Lars von Trier ‘Il Grande Capo’

Di Marco Loprete

marcoloprete@libero.it

Kristoffers (Jens Albinus), attore fallito e squattrinato, accetta di impersonare il “grande capo” di una società di informatica danese su proposta di Ravn (Peter Gantzler), all’apparenza semplice impiegato ma in realtà effettivo padrone dell’azienda. L’obbiettivo è quello di condurre in porto, all’insaputa degli altri dipendenti, la cessione dell’impresa. Da qui una serie di equivoci che sfoceranno in un finale dai tratti marcatamente assurdi.
Ultimo parto del geniale Lars von Trier, ‘Il Grande Capo’ è qualcosa di più e di diverso da una commedia. E’ piuttosto di saggio metacinematografico su di essa – e, in definitiva, sul cinema tutto – per via della marcata presenza, nella pellicola, di quella tendenza, tanto cara al nostro, di giocare con lo spettatore a carte scoperte, scomponendo il film e mostrandone il processo di costruzione. Esemplare, al riguardo, è la prima inquadratura: questa ci mostra chiaramente il regista dietro la macchina da presa riflesso nel vetro di un grattacielo. E non si tratta di un errore, una svista: lo stesso von Trier lo dichiara apertamente. “Questo sono io”, dice; e lo spettatore che non abbia mai visto un suo film è ben avvertito.
Non c’è solo questo, però, di metacinematografico. Prendiamo il rapporto tra il “grande capo” (ed il fatto che sia un attore è già di per se sintomatico) ed il suo mentore, il mediocre …: è evidentemente assimilabile ad un rapporto di tipo regista-attore, con la gelosia (e le insicurezze) del primo, oscurato dall’interpretazione della “star” (oscuramento che però gli è anche di comodo, giacchè gli consente di non assumersi alcuna responsabilità), e il naturale, nevrotico egocentrismo del secondo, abituato ad essere al centro dell’attenzione e dunque sofferente quando questa gli viene negata (ed in questo senso la sfiancante pantomima messa in piedi in conclusione trova una sua giustificazione).
Non solo il capo “finto” e quello “vero” sono attori; anche gli altri personaggi che popolano l’universo di questa piccola azienda di software sono a loro modo “caratteri”: c’è il depresso-aggressivo, la disinibita, l’isterica, la dolce fidanzatina e lo psicolabile. La sensazione che si ha osservandoli è che, più che una squadra di collaboratori di una moderna azienda, si tratti di figure degne di una terapia di gruppo.
In definitiva, dunque, la domanda che il film pone, partendo da questa prospettiva metacinematografica, è alta e complessa da affrontare, e riguarda le dicotomie pirandelliane tra vita e forma, realtà e finzione, sostanza e apparenza; insomma, uomini o attori. Tutti recitiamo, sembra suggerire von Trier: la vita è un gioco delle parti. Ma non c’è pietà nello sguardo del regista. Non è un esistenzialista: il suo sguardo è ironico, ma l’ironia maschera un gelido nichilismo.
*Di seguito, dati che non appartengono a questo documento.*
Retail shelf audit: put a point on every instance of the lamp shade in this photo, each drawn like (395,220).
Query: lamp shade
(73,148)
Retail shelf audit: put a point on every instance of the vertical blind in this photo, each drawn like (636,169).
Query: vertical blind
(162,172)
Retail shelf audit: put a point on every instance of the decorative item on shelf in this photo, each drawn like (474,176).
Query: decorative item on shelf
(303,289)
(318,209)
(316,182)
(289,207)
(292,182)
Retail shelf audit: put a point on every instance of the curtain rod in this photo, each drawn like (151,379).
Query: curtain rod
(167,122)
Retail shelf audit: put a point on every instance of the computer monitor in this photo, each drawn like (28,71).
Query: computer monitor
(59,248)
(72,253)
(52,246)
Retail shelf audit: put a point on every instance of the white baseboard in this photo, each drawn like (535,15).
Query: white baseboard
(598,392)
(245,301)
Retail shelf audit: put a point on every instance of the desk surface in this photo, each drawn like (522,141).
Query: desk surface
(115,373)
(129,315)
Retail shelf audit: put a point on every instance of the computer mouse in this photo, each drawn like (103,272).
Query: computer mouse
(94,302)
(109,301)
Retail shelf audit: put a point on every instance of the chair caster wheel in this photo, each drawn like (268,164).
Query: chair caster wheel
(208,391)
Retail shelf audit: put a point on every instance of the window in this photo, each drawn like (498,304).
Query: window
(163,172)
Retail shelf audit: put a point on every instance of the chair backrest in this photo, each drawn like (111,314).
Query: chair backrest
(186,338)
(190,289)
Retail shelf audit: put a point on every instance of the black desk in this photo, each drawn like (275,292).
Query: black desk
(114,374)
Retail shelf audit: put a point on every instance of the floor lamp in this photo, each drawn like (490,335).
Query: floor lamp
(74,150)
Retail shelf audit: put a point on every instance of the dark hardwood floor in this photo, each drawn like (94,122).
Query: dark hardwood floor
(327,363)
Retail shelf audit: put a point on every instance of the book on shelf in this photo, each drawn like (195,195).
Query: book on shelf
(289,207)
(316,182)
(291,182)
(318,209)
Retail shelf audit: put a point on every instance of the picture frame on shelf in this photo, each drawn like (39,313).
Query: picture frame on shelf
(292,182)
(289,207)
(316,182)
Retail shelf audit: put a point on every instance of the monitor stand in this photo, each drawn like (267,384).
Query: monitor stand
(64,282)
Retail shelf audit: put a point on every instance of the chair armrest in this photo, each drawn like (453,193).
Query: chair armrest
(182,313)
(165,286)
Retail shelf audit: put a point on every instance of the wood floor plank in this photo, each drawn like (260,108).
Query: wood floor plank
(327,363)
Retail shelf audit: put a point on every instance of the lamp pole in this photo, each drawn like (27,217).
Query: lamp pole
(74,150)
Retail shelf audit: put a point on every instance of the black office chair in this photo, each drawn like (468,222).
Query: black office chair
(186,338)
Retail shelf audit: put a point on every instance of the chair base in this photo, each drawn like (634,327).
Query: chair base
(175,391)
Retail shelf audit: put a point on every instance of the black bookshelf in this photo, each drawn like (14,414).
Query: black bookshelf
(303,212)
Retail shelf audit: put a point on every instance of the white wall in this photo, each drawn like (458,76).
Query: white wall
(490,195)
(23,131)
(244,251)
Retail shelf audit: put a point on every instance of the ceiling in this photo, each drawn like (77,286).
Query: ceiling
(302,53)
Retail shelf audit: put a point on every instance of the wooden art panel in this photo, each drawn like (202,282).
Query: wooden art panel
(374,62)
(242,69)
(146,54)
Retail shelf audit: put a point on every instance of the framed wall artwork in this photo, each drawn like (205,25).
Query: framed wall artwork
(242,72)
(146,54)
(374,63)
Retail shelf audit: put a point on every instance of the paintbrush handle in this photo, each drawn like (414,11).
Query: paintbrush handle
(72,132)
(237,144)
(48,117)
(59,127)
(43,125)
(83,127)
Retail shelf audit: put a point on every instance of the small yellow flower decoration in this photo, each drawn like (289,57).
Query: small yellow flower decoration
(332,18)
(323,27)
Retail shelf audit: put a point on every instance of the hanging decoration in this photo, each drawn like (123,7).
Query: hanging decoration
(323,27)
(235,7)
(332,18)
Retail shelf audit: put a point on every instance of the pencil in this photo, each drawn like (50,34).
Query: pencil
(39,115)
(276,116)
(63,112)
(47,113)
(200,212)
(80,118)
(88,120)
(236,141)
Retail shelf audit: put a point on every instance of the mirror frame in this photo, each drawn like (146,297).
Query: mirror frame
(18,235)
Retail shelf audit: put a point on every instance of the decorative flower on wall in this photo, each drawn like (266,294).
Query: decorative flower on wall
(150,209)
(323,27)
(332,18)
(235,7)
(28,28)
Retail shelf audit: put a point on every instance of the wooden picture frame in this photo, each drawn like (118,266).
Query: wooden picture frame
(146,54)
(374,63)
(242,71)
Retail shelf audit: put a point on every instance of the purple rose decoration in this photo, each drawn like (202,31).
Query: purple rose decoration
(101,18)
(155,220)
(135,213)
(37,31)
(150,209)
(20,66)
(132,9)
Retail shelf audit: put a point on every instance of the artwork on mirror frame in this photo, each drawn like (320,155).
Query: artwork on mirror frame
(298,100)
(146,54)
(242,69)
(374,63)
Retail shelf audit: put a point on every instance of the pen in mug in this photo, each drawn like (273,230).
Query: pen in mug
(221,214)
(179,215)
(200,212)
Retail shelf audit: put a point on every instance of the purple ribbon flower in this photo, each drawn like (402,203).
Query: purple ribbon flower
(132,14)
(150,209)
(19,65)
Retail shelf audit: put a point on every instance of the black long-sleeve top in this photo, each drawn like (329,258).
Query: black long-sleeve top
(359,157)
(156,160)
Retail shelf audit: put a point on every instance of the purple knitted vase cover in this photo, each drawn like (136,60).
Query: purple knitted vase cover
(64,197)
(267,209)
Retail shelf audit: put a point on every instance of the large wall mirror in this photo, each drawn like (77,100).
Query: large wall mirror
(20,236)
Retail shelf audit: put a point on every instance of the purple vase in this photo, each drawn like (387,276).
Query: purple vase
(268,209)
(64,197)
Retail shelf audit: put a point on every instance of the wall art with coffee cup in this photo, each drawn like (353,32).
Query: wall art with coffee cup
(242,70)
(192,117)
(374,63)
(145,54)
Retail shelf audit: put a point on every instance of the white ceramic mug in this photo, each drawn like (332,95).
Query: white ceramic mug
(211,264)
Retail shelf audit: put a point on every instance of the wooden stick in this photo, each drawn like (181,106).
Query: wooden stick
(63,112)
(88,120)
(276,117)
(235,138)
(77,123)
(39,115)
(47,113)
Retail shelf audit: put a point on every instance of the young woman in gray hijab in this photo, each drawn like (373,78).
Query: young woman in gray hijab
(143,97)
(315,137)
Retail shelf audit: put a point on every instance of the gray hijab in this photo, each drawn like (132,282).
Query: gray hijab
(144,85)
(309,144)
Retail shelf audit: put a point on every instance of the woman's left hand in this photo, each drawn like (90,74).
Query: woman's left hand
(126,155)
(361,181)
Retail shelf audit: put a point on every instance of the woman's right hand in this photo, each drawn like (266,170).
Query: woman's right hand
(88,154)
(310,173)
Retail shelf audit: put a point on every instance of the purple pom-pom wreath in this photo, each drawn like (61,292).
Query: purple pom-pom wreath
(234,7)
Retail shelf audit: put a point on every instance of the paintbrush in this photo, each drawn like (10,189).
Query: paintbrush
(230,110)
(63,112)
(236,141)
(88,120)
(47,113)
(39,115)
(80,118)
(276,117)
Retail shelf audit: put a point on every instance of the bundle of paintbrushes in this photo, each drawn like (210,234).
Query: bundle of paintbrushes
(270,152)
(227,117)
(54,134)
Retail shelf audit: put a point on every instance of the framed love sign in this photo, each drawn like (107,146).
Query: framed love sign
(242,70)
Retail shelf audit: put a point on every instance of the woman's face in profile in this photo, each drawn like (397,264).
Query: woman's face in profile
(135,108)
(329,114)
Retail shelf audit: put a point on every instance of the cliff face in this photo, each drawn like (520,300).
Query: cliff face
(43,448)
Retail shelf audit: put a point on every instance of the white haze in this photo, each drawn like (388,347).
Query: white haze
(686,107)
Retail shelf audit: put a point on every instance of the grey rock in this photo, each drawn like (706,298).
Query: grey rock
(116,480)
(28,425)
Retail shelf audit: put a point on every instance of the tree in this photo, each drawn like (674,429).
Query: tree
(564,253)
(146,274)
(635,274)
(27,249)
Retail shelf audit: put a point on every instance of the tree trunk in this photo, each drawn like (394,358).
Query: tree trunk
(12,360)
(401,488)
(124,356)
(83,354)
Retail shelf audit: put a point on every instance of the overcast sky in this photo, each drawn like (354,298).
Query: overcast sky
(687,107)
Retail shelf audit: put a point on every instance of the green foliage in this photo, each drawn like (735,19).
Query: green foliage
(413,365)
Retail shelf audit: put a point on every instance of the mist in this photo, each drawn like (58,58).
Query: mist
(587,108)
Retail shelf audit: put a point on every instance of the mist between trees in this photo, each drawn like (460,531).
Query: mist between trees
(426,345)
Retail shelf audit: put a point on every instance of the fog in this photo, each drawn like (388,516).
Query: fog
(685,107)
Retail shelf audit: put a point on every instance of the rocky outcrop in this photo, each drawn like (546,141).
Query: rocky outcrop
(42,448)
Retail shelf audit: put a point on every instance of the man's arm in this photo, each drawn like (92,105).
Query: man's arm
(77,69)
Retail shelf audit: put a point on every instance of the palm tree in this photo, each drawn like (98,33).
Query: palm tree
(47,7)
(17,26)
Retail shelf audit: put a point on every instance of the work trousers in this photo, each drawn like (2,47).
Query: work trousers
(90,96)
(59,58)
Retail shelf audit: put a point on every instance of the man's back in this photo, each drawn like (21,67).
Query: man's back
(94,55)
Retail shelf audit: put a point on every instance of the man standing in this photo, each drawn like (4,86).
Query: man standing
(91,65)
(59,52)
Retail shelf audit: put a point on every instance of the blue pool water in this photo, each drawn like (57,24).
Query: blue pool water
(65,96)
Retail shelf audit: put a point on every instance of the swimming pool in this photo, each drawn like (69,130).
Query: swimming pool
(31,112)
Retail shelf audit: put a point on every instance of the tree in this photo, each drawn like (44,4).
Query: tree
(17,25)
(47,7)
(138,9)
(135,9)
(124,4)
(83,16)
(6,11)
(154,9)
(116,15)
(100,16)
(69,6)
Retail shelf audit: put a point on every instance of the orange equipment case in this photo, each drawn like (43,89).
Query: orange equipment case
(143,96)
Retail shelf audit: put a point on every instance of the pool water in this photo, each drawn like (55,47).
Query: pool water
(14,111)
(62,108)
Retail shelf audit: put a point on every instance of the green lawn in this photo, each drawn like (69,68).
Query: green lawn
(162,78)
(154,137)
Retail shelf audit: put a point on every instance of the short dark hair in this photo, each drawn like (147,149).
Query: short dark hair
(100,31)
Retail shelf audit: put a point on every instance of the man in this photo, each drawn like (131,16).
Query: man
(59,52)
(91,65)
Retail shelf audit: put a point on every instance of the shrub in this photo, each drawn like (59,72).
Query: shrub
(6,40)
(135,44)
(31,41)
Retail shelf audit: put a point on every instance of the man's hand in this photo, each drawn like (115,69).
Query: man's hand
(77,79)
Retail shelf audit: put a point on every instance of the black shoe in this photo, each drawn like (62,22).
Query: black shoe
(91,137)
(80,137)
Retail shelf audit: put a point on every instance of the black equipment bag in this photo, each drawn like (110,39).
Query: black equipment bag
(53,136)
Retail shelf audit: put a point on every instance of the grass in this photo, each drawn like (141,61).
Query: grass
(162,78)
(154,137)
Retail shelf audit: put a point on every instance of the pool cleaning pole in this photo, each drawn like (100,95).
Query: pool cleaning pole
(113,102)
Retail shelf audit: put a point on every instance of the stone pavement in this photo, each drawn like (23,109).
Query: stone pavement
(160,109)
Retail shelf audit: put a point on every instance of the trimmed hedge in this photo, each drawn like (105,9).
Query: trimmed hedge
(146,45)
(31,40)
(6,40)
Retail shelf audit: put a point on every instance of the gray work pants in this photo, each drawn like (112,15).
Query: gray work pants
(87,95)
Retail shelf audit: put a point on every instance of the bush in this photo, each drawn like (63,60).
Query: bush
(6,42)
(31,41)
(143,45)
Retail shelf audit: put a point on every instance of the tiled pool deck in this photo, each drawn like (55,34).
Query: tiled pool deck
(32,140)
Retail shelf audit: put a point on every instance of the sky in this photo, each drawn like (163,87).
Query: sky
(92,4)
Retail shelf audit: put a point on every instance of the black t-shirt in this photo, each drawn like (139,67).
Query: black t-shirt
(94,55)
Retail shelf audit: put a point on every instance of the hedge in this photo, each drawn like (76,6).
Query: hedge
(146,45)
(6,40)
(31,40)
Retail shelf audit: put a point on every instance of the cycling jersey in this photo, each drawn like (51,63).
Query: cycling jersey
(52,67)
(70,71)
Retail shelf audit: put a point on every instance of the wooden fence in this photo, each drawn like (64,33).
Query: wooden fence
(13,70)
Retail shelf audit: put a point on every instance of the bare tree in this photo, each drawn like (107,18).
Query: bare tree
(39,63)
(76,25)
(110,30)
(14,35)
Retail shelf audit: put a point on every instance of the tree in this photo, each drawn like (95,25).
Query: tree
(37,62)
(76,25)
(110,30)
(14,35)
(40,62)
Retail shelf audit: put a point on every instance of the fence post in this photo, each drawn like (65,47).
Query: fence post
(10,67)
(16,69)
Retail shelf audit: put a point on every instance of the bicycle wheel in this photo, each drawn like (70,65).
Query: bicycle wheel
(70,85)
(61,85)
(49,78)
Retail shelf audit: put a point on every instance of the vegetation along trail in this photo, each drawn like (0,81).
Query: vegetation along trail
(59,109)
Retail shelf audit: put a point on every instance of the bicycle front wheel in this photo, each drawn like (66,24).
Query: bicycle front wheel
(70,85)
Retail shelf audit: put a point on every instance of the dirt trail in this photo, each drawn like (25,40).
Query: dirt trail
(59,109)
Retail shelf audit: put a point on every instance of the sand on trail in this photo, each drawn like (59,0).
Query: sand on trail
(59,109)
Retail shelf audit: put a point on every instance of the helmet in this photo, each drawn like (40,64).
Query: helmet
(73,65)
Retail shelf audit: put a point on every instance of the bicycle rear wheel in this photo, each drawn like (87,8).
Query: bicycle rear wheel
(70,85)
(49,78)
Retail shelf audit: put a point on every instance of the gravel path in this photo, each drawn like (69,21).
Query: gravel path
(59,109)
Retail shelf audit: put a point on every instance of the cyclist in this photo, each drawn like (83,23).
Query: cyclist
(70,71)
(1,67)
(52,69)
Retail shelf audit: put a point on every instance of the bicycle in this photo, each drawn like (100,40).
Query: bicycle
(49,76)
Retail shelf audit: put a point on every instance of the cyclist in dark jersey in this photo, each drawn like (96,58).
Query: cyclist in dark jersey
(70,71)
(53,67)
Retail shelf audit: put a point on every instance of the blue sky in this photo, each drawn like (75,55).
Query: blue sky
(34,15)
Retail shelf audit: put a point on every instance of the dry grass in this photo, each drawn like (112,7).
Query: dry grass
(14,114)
Il fatto che lo sfondo di questo affresco meravigliosamente assurdo sia una società di informatica (uno dei simboli del capitalismo odierno), può però piegare il film ad un’interpretazione meno ampia e più circoscritta, tutta “politica”: in questo senso, Il Grande Capo può essere letto come una satira graffiante sul capitalismo, rappresentazione di un mondo dominato da figure mediocri dedite alla menzogna e a tutta una serie di pratiche squallide.
Indipendentemente da come lo si voglia interpretare, Il Grande Capo, con le sue battute fulminanti, le sue “stranezze”, lo stile visivo inconsueto (merito dell’ Automavision, un programma computerizzato elaborato dal regista per prestabilire le inquadrature e i movimenti della macchina da presa senza l’intervento umano) e la bravura degli interpreti (alcuni dei quali già figuravano in un’altro capolavoro del regista danese, ‘Idioti’), è uno dei migliori capitoli della produzione cinematografica di Trier. Da vedere a tutti i costi.